Oggi inoltre leggo una frase del Vangelo "Se il chicco di grano non muore , non porta frutto". Morte intesa come abbandono, come morire a sè stesso per poter godere interamente dell'amore!
Credo di averlo sempre intravisto l'amore, e penso che ogni volta che mi ci sono trovato dentro ho cominciato ad avere paura.
Amore è morire, abbandonare tutte le nostre sicurezze consapevoli e fiduciosi che la felicità è li ad attenderci.
Oggigiorno scopro una malattia che è veramente presente tra noi giovani, "La paura di amare". Qualche psicoterapeuta la chiama "Philofobia", una malattia che non ci fa prendere impegni, che quando le cose si fanno serie tendiamo ad anestetizzarci, ad avere completamente paura di lasciarci andare.

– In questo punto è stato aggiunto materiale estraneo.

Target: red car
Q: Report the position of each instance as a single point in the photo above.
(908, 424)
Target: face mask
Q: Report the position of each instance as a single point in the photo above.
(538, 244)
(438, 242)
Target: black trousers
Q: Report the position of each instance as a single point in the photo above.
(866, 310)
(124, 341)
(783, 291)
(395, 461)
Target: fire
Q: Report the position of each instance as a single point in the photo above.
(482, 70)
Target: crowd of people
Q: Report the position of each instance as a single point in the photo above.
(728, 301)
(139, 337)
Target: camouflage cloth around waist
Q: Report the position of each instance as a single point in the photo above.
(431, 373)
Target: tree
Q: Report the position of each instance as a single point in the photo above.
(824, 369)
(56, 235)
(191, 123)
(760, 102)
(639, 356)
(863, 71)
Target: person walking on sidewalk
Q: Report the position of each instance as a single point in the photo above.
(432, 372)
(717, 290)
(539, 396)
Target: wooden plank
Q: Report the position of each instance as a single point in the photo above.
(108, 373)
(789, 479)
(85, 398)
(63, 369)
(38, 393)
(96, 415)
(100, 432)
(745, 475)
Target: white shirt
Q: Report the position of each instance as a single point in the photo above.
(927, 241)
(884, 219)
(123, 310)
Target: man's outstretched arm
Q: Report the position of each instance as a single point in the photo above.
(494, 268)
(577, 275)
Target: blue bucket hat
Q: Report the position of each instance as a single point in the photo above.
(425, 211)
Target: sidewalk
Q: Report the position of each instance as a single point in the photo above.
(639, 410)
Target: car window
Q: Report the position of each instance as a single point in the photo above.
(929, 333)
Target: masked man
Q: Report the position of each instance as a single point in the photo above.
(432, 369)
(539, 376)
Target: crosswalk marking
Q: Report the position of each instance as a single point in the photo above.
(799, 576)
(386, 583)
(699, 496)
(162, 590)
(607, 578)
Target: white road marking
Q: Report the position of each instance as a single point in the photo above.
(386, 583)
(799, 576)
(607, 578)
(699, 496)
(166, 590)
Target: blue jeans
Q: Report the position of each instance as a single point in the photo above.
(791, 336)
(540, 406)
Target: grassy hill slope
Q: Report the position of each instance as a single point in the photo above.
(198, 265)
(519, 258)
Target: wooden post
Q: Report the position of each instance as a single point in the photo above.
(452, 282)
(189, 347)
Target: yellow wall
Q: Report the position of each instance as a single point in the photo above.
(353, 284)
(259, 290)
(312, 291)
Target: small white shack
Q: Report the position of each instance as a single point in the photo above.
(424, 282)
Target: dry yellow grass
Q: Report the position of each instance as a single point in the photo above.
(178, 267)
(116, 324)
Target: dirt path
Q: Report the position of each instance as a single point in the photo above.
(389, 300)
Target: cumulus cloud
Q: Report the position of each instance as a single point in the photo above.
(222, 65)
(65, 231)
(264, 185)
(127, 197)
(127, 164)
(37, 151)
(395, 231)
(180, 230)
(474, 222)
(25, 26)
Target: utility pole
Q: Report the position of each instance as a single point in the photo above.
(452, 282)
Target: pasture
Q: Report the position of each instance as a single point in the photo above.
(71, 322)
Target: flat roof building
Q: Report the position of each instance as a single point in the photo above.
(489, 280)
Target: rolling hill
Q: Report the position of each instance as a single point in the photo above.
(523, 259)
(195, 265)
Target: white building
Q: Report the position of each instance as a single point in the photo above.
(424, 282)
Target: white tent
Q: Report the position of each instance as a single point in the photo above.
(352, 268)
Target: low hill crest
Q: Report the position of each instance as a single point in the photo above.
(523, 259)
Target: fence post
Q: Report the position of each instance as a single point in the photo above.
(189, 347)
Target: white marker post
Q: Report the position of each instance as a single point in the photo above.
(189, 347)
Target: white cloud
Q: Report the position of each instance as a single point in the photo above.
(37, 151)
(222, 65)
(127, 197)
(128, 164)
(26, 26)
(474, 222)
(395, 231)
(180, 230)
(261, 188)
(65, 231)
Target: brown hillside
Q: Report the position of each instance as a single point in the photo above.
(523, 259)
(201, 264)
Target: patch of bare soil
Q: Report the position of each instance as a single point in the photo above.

Coppie che si lasciano e poi le rivedi insieme dopo pochi giorni, il tutto più volte durante l'anno...Quasi un modo per trovare la motivazione a rivedersi, coppie che non si danno impegni "Ci vediamo quando ne abbiamo voglia"... E poi non ultimo il "TROMBAMICO" la perfetta scusa per non prendersi responsabilità.
Il problema è che vivendo così la percezione è di vera e propria felicità , nessuno mi impone, nessuno mi condiziona e ho tutto sotto controllo. Ti sembra veramente di stare bene e soprattutto libero.
Invece noi abbiamo bisogno dell'amore , che vive nel presente , vive adesso e non nella preoccupazione di quello che potrà capitare domani o in futuro... L'amore non è l'alito che puzza o il modo di vestirsi che ha l'altra persona, l'amore non è per forza lo sfarfallio dello stomaco, non è il battito del cuore che cresce sempre di più...L'amore è abbandonarsi, è lasciarsi andare a questo istante che sto vivendo senza spingere o fare qualcosa per controllare il tutto.
Il Regalo di Natale, anche se in ritardo che faccio a tutti quest'anno è proprio quello che possiamo abbandonarci all'amore. Vivere la mia giornata alla grande, nonostante i miei sentimenti ...ma soprattutto VIVERE! Così potremo sperimentare l'amore vero.
Non preoccupiamoci di ciò che sarà, perchè non sarà!
Quindi amate e per farlo non serve sforzarsi , c'è bisogno di abbandonarsi.
Questo regalo va a tutte quelle persone che hanno paura di essere "soffocate" , che non riescono ad amare o semplicemente hanno bisogno di una persona che le minimizzi per innamorarsi. No, l'amore è qualcosa in più...l'amore è oltrepassare la paura di "soffocare" perchè sennò quando questa persona cederà al nostro innamoramento ci amerà...e rischiamo di essere colti ancora una volta dalla paura di soffocamento.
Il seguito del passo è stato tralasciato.